If you’re up for the challenge, we encourage you to consider some of these ways to work through your anxiety related to being up high. You can try one at a time or a combination of methods that you think will work best.
1 | Do your due diligence.
Call ahead to talk to the zipline operator and walk through anything unknown that might increase your fear—safety procedures, equipment quality, guide experience levels, etc. With this information in hand, you can start to decide whether you are operating from a platform of generalized fear or true phobia—an “irrational” fear of experiences that most people would not find threatening.
2 | Simulate safely.
Before you make the jump to flying through the air on a zip line, consider another adventure that can simulate height in a more controlled and protective environment.

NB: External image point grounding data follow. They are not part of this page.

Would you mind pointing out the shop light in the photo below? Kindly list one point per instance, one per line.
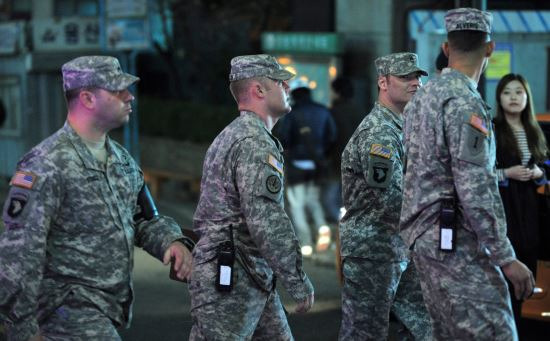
(332, 71)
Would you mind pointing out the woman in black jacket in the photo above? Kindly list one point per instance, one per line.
(521, 150)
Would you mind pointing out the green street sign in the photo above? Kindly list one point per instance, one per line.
(300, 42)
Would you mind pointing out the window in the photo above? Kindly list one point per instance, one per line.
(10, 104)
(70, 8)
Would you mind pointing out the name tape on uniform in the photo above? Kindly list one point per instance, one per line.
(23, 179)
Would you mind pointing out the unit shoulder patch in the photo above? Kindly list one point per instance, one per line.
(272, 160)
(380, 150)
(23, 179)
(273, 184)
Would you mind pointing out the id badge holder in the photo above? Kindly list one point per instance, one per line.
(226, 259)
(447, 231)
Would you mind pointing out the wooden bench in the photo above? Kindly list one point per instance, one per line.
(155, 177)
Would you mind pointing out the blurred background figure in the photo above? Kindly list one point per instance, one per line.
(306, 134)
(347, 115)
(441, 61)
(521, 152)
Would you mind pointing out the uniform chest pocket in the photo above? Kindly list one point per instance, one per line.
(474, 145)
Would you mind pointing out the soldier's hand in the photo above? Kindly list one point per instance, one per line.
(518, 172)
(182, 259)
(521, 277)
(305, 305)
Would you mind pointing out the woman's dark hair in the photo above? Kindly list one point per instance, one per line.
(505, 136)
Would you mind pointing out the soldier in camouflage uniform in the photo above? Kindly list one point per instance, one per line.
(377, 274)
(72, 218)
(450, 146)
(242, 187)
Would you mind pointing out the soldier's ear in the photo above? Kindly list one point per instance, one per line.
(257, 89)
(87, 98)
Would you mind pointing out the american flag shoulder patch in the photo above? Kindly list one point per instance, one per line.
(380, 150)
(23, 179)
(272, 160)
(478, 123)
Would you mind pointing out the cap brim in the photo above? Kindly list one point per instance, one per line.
(282, 75)
(408, 72)
(125, 81)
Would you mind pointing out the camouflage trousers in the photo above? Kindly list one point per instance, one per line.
(245, 313)
(77, 321)
(466, 295)
(374, 288)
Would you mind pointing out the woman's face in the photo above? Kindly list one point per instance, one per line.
(513, 97)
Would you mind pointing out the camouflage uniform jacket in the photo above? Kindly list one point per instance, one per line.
(242, 185)
(372, 176)
(450, 146)
(73, 233)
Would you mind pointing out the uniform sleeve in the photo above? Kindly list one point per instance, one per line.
(261, 193)
(27, 214)
(471, 144)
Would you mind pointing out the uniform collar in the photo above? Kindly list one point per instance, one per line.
(396, 118)
(253, 119)
(113, 154)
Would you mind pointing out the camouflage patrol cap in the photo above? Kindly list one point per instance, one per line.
(398, 64)
(461, 19)
(96, 71)
(257, 65)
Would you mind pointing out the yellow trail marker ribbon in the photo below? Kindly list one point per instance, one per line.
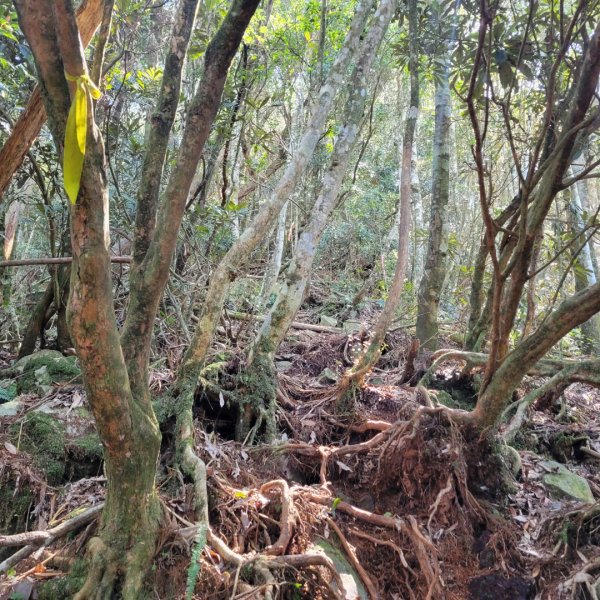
(76, 133)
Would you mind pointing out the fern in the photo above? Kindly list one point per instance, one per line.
(195, 565)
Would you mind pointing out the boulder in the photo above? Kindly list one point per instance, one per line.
(10, 409)
(355, 590)
(38, 372)
(283, 365)
(563, 484)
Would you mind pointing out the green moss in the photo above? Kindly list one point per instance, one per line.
(44, 369)
(63, 588)
(89, 445)
(43, 437)
(14, 509)
(446, 399)
(165, 408)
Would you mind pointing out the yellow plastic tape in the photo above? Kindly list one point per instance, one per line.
(76, 133)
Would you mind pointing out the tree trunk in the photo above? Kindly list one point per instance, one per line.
(572, 312)
(291, 294)
(583, 267)
(115, 366)
(274, 265)
(31, 121)
(428, 299)
(369, 358)
(256, 231)
(39, 316)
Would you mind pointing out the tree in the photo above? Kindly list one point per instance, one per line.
(114, 365)
(428, 299)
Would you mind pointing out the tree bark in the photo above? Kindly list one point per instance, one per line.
(242, 249)
(369, 358)
(572, 312)
(29, 125)
(428, 298)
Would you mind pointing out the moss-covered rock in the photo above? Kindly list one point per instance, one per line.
(84, 457)
(63, 588)
(562, 484)
(38, 372)
(43, 437)
(15, 502)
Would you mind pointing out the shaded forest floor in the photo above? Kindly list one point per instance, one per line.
(415, 510)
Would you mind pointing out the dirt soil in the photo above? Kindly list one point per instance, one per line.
(417, 507)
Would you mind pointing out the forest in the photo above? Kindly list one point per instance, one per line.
(299, 299)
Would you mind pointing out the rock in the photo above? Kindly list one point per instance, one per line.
(512, 459)
(351, 326)
(40, 371)
(283, 365)
(328, 375)
(562, 484)
(328, 321)
(355, 590)
(10, 409)
(8, 390)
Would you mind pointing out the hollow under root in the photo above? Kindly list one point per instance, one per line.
(114, 572)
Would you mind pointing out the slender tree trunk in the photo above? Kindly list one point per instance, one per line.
(572, 312)
(583, 267)
(428, 299)
(31, 121)
(256, 231)
(369, 358)
(291, 294)
(274, 264)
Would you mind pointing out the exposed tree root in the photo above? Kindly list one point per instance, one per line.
(574, 371)
(353, 560)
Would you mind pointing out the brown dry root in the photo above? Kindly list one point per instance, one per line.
(263, 564)
(111, 567)
(34, 540)
(422, 546)
(584, 584)
(402, 450)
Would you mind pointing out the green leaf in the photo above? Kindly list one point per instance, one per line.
(506, 74)
(336, 501)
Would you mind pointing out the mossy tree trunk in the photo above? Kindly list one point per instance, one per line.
(269, 211)
(115, 366)
(543, 179)
(369, 358)
(434, 272)
(290, 296)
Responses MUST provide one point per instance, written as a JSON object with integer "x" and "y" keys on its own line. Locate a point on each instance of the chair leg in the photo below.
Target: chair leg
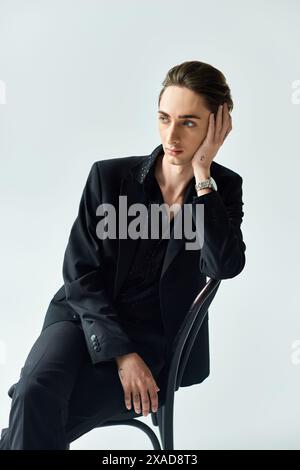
{"x": 165, "y": 423}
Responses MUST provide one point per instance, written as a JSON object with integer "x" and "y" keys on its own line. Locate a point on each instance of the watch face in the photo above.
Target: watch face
{"x": 213, "y": 184}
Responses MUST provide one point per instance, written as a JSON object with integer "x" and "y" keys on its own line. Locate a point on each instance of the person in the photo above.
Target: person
{"x": 107, "y": 334}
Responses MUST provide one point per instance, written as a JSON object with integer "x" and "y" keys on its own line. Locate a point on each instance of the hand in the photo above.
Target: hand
{"x": 216, "y": 134}
{"x": 137, "y": 379}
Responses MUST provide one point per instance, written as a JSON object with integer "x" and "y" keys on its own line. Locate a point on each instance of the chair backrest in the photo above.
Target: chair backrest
{"x": 185, "y": 338}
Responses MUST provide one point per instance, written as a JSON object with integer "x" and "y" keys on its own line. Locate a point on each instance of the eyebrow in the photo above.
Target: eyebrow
{"x": 182, "y": 116}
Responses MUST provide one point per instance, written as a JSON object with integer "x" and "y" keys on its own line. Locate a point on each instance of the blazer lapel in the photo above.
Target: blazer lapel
{"x": 127, "y": 246}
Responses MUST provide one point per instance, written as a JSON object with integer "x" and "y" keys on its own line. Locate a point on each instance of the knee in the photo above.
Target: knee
{"x": 32, "y": 389}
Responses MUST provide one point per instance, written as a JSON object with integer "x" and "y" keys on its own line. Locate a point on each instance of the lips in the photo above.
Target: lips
{"x": 174, "y": 150}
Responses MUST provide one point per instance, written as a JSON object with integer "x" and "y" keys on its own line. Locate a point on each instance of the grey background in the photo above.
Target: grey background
{"x": 82, "y": 81}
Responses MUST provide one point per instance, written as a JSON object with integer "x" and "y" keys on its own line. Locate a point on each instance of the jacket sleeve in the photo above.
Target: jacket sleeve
{"x": 222, "y": 255}
{"x": 83, "y": 272}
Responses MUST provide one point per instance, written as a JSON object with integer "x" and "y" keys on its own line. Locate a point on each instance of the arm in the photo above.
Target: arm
{"x": 223, "y": 253}
{"x": 83, "y": 272}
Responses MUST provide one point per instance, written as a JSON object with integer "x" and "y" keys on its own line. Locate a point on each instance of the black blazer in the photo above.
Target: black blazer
{"x": 94, "y": 269}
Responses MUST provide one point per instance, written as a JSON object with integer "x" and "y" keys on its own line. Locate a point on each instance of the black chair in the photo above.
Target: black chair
{"x": 176, "y": 363}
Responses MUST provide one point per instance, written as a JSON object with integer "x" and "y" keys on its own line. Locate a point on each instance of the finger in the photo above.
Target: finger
{"x": 219, "y": 122}
{"x": 127, "y": 398}
{"x": 211, "y": 128}
{"x": 154, "y": 399}
{"x": 136, "y": 401}
{"x": 145, "y": 402}
{"x": 227, "y": 125}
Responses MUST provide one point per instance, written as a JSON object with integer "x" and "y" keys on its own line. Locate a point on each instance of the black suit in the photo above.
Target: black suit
{"x": 70, "y": 371}
{"x": 93, "y": 272}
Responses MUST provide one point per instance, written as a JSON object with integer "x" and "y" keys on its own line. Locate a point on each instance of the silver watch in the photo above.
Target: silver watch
{"x": 209, "y": 183}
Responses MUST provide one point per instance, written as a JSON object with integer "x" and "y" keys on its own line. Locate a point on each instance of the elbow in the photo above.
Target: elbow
{"x": 220, "y": 271}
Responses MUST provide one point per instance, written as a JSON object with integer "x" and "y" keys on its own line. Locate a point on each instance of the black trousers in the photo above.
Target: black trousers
{"x": 61, "y": 394}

Rock climbing indoors is one example. Another is an aerial obstacle course that will allow you to choose which course to take but still expose you a lofty activity.
3 | Start slower and lower.
Don’t take on the highest and fastest zip line in town first. Research different options that will help you dip your tow into a zipline adventure. You could try a beginner and kid-friendly zip line, designed closer to the ground, or one that’s made to go slower. Inquire about the shortest ride as well, so you can get it over faster but build your confidence quicker, too.
4 | Partner up.
Some zipline adventure companies offer tandem setups where you can strap in with a trusted guide who can get to know you (and your fears) personally, much like skydiving. There are also parallel or twin zip lines where you can fly next to a friend or loved one. If being with someone who is experienced in how to zip line (or is at least experiencing the same thing you are) will calm your fear, this might be a good option.
5 | Take it easy.
While it’s easy to say and harder to do, the best way to tamper any fear is to do things that reduce the physical expressions of anxiety. That means breathing deeply and slowly to reduce your heart rate and stay calm. The mind and body are known to play tricks on one another. So if you can relax and center your body, you could take your mind—and confidence level—to new heights.
Reminder: Consult your doctor before you taking on any outdoor activity that could compromise your health or well-being.